His mouth finds my ear lobe, his teeth tickling my skin, “I really like you.” He pulls back to look at me as I lift my fingers to trace his lips, as I think about how serious he sounds. “Rhea,” he whispers.

“You know you’d look really handsome with a mustache,” I study his face as my brows come together. My brain is just blurting crap to keep from overloading on how I feel when he watches me like this. I can hear Kaia climb him like a tree, but make sure that’s all you do.

“Never going to happen.” He denies me without even cracking a smile. Well, that prevents me from falling in love according to her list… easy.

“Boo,” I pout.

He takes advantage of it, dipping down and kissing me so hungrily that he has to steady me in his arms. My fingers push into his hair, and his tongue slides into my mouth. I pull gently and feel his smile grow against my lips as his hands roam up my back and press me flush to him.

Climb him like a tree.

“Hey, Brighton,” I break the kiss to catch my breath. “How come you haven’t…” I stumble over the words, “you know tried to—”

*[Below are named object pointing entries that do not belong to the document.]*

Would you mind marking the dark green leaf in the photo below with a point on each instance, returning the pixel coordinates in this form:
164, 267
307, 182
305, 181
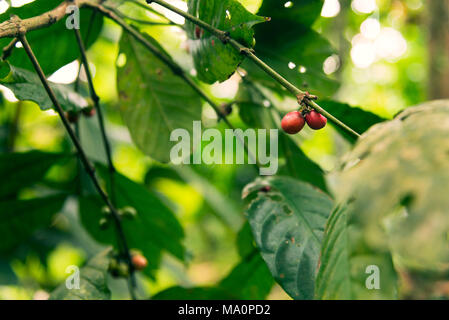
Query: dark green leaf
307, 10
59, 47
396, 180
27, 86
356, 118
93, 281
21, 170
154, 229
153, 100
215, 61
21, 218
256, 115
288, 223
299, 166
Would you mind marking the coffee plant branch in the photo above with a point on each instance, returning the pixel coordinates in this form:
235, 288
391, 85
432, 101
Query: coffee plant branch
86, 40
82, 155
96, 101
176, 69
303, 97
11, 27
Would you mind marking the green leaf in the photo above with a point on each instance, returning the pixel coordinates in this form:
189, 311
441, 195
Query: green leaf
396, 180
289, 45
308, 10
245, 241
288, 223
26, 86
93, 281
153, 100
250, 279
21, 218
59, 47
154, 229
299, 166
255, 115
356, 118
345, 261
198, 293
21, 170
215, 61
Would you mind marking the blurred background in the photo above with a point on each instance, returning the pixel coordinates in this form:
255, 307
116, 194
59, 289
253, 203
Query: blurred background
387, 57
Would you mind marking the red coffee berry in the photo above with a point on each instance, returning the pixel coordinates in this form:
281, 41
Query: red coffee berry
292, 122
139, 261
315, 120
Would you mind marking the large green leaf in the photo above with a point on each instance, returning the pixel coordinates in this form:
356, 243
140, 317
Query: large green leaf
346, 260
21, 170
396, 180
307, 10
250, 279
288, 218
153, 100
289, 45
215, 61
26, 86
93, 281
356, 118
154, 229
299, 166
54, 46
21, 218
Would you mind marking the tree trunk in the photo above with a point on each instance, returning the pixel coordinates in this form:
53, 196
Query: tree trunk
438, 48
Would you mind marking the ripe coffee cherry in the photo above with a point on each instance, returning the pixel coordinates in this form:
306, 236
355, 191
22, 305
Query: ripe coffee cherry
139, 261
315, 120
292, 122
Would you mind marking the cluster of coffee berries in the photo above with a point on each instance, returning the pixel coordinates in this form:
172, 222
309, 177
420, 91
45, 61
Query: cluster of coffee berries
119, 267
294, 121
73, 116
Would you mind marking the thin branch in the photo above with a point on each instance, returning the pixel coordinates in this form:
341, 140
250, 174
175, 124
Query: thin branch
96, 100
146, 22
14, 127
145, 7
176, 69
14, 27
303, 97
81, 154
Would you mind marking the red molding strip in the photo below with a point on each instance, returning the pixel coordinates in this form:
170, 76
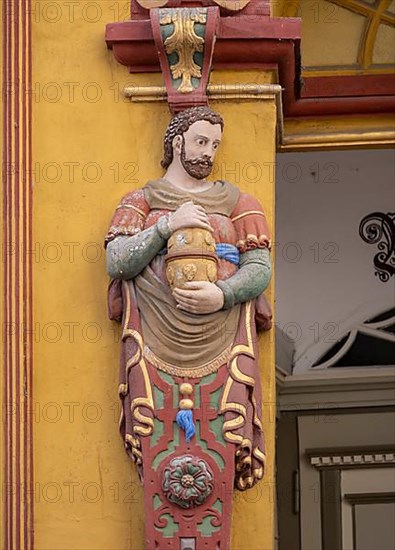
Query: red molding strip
254, 42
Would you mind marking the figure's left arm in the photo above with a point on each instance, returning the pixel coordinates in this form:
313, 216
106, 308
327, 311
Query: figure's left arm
254, 244
253, 275
250, 280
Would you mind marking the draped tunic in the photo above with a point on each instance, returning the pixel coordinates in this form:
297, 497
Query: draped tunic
186, 345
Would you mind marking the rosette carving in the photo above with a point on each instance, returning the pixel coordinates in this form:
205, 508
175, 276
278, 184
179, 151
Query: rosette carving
187, 481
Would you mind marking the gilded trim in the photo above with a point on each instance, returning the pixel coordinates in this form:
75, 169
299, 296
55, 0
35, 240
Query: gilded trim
136, 361
133, 208
249, 213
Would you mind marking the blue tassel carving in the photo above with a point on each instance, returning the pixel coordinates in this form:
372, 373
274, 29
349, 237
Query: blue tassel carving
184, 419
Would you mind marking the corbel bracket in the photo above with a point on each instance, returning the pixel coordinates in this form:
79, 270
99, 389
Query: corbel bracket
185, 39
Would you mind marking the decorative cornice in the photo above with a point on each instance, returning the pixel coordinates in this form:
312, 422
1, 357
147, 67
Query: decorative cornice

“Have sex with you?” He finishes my sentence. It’s the perfect opportunity, the apartment is empty, every makeout gets closer and closer to us crossing that line, but he always slows down, pulls back, goes cold.

“Yeah,” I swallow as his eyes flicker over my face.

“Sex ruins friendships,” he pauses.

“I think we’re past friendship, aren’t we?” I hum impatiently.

“I just want to take it slow, make it right,” he explains.

I stare at him, watching the way his jaw clenches, the muscle flicking tightly as he waits for my response. I understand what he’s saying, but I’m so sick of crawling into bed alone when he’s right here, and I’m begging to be touched just a little more.

But he’s trying to be a gentleman, and if it were anyone else, I’d be pissed that all they wanted was in my pants. I just can’t think straight around him.

“Alright,” I agree. “But—” I curl my fingers into the collar of his shirt and bring him eye level with me. “I want a proper make-out tonight, hands wandering, lines crossed. Do you hear me?” I order. He scoops down, lifting me with such ease, and carries me to his room with a smug look on his face.

“I hear you, Hellcat.” He laughs, kicking his door shut.